For example, the ejector may be a firing resistor. The firing
resistor heats up in response to an applied voltage. As the firing
resistor heats up, a portion of the fluid in the firing chamber
vaporizes to form a bubble. This bubble pushes liquid fluid out the
nozzle and onto the print medium. As the vaporized fluid bubble
pops, a vacuum pressure within the firing chamber draws fluid into
the firing chamber from the fluid supply, and the process repeats.
In this example, the print bar may be a thermal inkjet print
bar.
In another example, the ejector may be a piezoelectric device. As a
voltage is applied, the piezoelectric device changes shape which
generates a pressure pulse in the firing chamber that pushes a
fluid out the nozzle and onto the print medium. In this example,
the print bar may be a piezoelectric inkjet print bar.
The removable print duplexing assembly (102) is insertable into the
printing device (100). The removable print duplexing assembly (102)
contains various components, including a duplexing device and a
platen that perform various functions. For example, the platen of
the print duplexing assembly supports the paper in the print zone
as the print bar ejects ink onto the paper. The duplexing device is
a component of the removable print duplexing assembly (102) that
feeds and guides the print media from the output zone, i.e., after
it has been printed on one side, and returns the print media to the
print zone so that the other size of the printing media can be
printed on.
In addition to this functionality, the removable print duplexing
assembly (102) also captures service fluid. There are at least two
types of service fluid, shipping fluid and ink. Shipping fluid may
include glycerol, water, and dye colorant (no pigments). New print
bars are filled with shipping fluid to prevent the fluids in the
print bar from drying out and to prevent pigments from settling
down to the bottom of the print bar and potentially clogging the
nozzles. Because shipping fluid has glycerol and no pigment,
printing with shipping fluid results in very poor print quality.
Accordingly, prior to use the shipping fluid is ejected from the
print bar and replaced with printing fluid such as ink before
customers start using the printing device (100). Accordingly, the
print bar ejects the shipping fluid through the openings in the
platen and into a service fluid container inside the removable
print duplexing assembly (102). An example of the fluid service
container is depicted below in FIG. 5.
The second type of service fluid is ink. Once all the shipping
fluid is replaced with ink, the print bar periodically ejects ink
out the nozzles before, between, and after printed pages in order
to prevent the nozzles from clogging up. This ink is also ejected
through the openings in the platen and into the service fluid
container inside the removable print duplexing assembly (102).

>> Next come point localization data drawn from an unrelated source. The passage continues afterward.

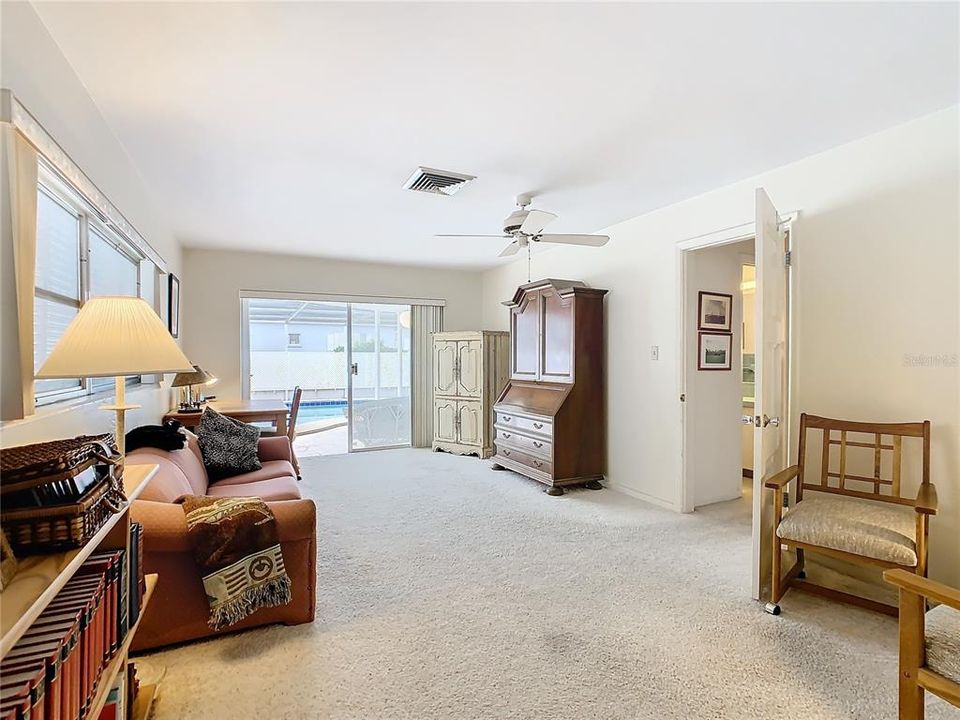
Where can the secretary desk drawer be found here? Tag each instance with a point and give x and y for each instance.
(542, 426)
(539, 464)
(528, 443)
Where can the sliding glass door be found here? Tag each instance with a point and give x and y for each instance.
(352, 361)
(380, 368)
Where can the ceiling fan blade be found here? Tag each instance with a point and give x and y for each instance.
(502, 237)
(536, 221)
(592, 240)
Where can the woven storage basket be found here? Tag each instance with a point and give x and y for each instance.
(49, 469)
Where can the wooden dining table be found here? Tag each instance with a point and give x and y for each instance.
(274, 412)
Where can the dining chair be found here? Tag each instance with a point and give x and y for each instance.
(292, 425)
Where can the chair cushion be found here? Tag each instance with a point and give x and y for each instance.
(878, 530)
(268, 469)
(284, 488)
(943, 641)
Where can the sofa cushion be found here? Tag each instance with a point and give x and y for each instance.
(229, 447)
(268, 469)
(943, 641)
(169, 483)
(280, 488)
(878, 530)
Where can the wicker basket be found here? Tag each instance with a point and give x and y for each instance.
(67, 514)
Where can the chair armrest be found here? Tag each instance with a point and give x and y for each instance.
(276, 447)
(776, 482)
(926, 499)
(165, 527)
(911, 582)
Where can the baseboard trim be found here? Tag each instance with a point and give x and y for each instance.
(640, 495)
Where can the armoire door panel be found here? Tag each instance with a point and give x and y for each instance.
(469, 377)
(471, 422)
(525, 339)
(556, 362)
(445, 420)
(444, 364)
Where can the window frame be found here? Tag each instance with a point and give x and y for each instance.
(64, 194)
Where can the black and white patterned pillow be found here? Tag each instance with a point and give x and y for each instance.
(228, 446)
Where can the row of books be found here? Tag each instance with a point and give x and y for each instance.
(54, 671)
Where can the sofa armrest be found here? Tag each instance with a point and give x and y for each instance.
(165, 527)
(276, 447)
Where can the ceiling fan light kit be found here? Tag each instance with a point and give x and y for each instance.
(524, 226)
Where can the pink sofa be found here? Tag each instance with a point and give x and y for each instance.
(179, 610)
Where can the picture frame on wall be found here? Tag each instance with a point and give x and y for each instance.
(173, 304)
(714, 351)
(715, 311)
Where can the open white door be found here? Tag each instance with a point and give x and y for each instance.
(770, 441)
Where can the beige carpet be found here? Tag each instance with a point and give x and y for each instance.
(447, 590)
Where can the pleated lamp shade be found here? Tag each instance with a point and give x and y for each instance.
(114, 336)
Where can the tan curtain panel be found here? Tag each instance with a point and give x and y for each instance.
(424, 321)
(18, 261)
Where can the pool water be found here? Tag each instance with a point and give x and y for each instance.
(311, 412)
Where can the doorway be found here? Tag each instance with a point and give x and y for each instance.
(736, 329)
(351, 360)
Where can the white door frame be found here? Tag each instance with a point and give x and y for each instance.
(728, 236)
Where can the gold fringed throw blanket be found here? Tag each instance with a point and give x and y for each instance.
(237, 548)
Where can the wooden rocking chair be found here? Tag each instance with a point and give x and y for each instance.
(856, 518)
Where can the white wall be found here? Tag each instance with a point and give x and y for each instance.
(714, 397)
(32, 66)
(213, 279)
(877, 285)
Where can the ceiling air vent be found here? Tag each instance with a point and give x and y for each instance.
(438, 182)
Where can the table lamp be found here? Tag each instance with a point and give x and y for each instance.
(198, 376)
(115, 337)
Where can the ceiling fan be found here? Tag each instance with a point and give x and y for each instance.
(524, 226)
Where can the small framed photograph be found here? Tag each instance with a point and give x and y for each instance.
(715, 311)
(714, 351)
(173, 304)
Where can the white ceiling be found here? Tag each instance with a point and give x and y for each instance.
(291, 127)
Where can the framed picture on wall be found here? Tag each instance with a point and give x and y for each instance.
(715, 311)
(714, 351)
(173, 304)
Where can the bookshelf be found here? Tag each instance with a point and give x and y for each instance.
(39, 579)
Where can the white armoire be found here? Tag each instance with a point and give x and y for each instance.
(470, 368)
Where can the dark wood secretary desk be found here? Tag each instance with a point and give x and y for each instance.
(549, 419)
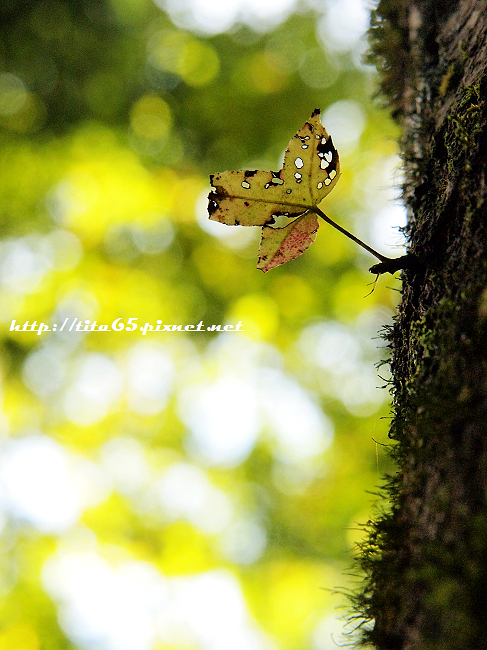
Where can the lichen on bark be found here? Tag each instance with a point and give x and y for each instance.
(425, 560)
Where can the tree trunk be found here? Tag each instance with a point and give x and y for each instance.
(426, 556)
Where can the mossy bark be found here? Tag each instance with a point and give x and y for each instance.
(426, 556)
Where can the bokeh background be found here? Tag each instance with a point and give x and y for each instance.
(184, 490)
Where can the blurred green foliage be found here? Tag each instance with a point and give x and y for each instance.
(111, 118)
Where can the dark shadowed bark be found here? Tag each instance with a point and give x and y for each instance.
(426, 557)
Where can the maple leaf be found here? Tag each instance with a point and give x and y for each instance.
(310, 171)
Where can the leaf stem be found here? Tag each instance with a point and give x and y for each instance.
(358, 241)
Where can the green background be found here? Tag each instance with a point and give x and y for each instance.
(183, 490)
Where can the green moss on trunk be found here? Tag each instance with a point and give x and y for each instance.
(426, 557)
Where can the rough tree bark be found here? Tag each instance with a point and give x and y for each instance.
(426, 556)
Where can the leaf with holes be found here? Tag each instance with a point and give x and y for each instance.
(310, 171)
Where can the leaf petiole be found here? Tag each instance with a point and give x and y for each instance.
(387, 264)
(358, 241)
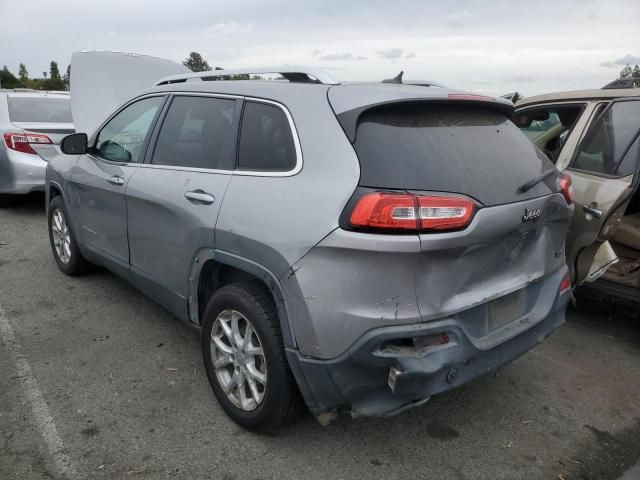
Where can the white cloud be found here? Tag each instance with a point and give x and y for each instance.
(390, 54)
(518, 78)
(229, 28)
(458, 20)
(336, 56)
(627, 59)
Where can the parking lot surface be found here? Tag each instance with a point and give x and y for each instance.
(97, 381)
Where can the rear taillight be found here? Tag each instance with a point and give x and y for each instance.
(565, 285)
(564, 184)
(21, 142)
(405, 211)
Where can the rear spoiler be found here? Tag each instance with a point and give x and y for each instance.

The removable print duplexing assembly (102) also includes a paper
output system. The paper output system moves and guides the print
media to an output bin. Previously, such paper output systems have
been integral to the printing device (100), and not a component of
a removable, or modular, removable print duplexing assembly
(102).
In this example, the removable print duplexing assembly (102) is
selectively removable from the printing device (100). More
specifically, the duplexing device and the platen are both
simultaneously selectively removable from the printing device (100)
in which they are inserted. In previous systems, the platen may not
have been removable, much less simultaneously removable with the
duplexing device. Doing so allows for the platen to be periodically
replaced along with the duplexing device. For example, as described
above, over time, dust, ink depositions, and other debris build up
on the platen potentially reducing the print quality. Accordingly,
by allowing for a selectively removable, or modular, platen, the
undesirable consequences of long use are alleviated as the platen
is removable and replaceable, along with the duplexing device,
which new platen is free of debris and dust.
FIGS. 2A and 2B are views of a removable print duplexing assembly
(204) that includes a duplexing device (212) and a platen (206),
according to one example of the principles described herein.
Specifically, FIG. 2A is an exploded view of the removable print
duplexing assembly (204), and FIG. 2B is an assembled view of the
removable print duplexing assembly (204). In some examples, the
removable print duplexing assembly (204) may be insertable into a
printing device (FIG. 1, 100) as described above in connection with
FIG. 1.
As described above, the removable print duplexing assembly (204),
and specifically the duplexing device (212) and the platen (206)
are selectively removable from the printing device (FIG. 1, 100).
In some examples, the duplexing device (212) and the platen (206)
are simultaneously selectively removable. For example, the platen
(206) is coupled to the duplexing device (212) and accordingly, as
the duplexing device (212) is removed, the platen (206) is also
removed.
The duplexing device (212) and the platen (206) may be joined using
any number of mechanisms. For example, the platen (206) and the
duplexing device (212) may be mechanically joined using fasteners,
rods, screws, and slots, among other joining devices. Joining the
duplexing device (212) and the platen (206) allows for clean,
debris-free platens (206) to be used in the printing device (FIG.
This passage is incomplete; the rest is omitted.